百曜科技的CellOS确实让人眼前一亮,3.905亿参数、覆盖260+细胞类型,还引入了LLM-JEPA架构,这在国内单细胞大模型里算是个里程碑。但作为一线做生物信息工程的人,我得泼点冷水:参数规模大不等于好用。JEPA架构的核心在于预测潜在表示而非原始数据,这虽然提升了泛化性,但在扰动建模这类任务上,实测精度提升往往依赖大量高质量标注数据,而单细胞数据本身的批次效应和稀疏性仍是瓶颈。我在处理scRNA-seq数据时,模型对稀有细胞类型的预测准确度经常断崖式下跌,CellOS能否真正解决这类工程坑,还得看它的预训练策略是否考虑了批次校正。

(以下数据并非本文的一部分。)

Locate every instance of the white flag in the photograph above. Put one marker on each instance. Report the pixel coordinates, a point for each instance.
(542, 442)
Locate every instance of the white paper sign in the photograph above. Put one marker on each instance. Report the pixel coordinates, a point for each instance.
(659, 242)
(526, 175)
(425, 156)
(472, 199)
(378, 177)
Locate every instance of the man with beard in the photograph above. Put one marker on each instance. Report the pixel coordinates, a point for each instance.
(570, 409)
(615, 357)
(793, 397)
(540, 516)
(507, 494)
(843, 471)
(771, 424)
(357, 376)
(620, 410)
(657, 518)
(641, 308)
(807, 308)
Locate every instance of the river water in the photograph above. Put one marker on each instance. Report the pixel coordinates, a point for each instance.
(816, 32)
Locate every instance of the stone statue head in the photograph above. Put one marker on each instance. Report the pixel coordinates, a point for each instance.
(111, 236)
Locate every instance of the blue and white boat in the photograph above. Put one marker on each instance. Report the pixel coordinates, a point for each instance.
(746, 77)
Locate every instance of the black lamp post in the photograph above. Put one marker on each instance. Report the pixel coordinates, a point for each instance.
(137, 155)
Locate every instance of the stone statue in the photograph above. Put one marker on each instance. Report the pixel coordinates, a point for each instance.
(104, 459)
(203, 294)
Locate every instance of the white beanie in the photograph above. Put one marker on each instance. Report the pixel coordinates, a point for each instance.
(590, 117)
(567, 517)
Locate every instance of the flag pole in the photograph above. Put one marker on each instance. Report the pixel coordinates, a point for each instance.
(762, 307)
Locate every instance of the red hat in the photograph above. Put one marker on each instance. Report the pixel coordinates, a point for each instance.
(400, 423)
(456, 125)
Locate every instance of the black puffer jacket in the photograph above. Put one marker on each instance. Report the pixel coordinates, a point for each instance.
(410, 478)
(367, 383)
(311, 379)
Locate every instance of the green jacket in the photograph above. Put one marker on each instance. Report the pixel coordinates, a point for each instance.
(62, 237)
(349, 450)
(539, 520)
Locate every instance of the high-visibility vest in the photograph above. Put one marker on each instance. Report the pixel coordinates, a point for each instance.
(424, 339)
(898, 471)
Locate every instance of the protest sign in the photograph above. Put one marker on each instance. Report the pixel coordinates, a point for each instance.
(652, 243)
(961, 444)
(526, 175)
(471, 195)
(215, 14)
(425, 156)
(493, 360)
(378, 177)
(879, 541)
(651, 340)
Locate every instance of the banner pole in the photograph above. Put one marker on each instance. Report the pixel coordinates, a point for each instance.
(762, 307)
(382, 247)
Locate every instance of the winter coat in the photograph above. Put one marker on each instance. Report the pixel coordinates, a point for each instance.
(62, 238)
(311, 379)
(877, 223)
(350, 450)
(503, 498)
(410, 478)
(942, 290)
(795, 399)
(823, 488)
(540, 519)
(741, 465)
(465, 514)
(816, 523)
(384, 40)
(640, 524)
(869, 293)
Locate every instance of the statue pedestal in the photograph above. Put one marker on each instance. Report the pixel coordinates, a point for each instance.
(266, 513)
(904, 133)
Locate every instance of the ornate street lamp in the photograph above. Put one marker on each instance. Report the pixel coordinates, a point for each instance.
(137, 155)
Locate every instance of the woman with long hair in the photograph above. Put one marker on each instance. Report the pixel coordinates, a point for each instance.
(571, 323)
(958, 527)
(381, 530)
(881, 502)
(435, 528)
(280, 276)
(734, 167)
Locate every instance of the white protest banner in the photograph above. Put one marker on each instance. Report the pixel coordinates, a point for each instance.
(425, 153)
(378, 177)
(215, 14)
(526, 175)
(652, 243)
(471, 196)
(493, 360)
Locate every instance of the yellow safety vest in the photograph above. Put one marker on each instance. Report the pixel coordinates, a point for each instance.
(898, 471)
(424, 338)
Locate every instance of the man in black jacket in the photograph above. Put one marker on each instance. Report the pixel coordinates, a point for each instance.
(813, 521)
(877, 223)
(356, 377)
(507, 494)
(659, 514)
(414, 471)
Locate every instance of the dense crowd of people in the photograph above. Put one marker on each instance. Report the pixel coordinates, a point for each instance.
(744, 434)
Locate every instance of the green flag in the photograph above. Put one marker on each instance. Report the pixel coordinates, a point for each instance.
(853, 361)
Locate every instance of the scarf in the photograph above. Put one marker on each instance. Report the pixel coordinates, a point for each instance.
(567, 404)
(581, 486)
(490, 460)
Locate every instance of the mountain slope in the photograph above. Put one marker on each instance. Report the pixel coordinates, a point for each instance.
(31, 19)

个人经验来看,这类模型最怕“实验室里跑得通,工业数据上崩得快”。CellOS宣称要终结新药研发“双十定律”,但虚拟细胞模型现阶段更多是辅助靶点发现和毒性预测,离替代湿实验还很远。一个关键问题是:当模型预测与真实生物学结果冲突时,我们该信谁?这需要更系统的基准测试和可解释性工具。

我想讨论两个技术点:第一,LLM-JEPA架构在单细胞数据上的训练效率如何?是否比传统Transformer更能应对数据异质性?第二,CellOS的3.9亿参数是否意味着推理成本高到小团队无法复现?希望有实测过的朋友分享下资源占用和下游任务收益比。

从行业看,CellOS这类模型会加速AI制药从“靶点发现”向“机制建模”演进,但真正的变革可能在于能否开放预训练权重和API,降低准入门槛。否则,它很可能成为又一个“高参数但低复用”的学术展示品。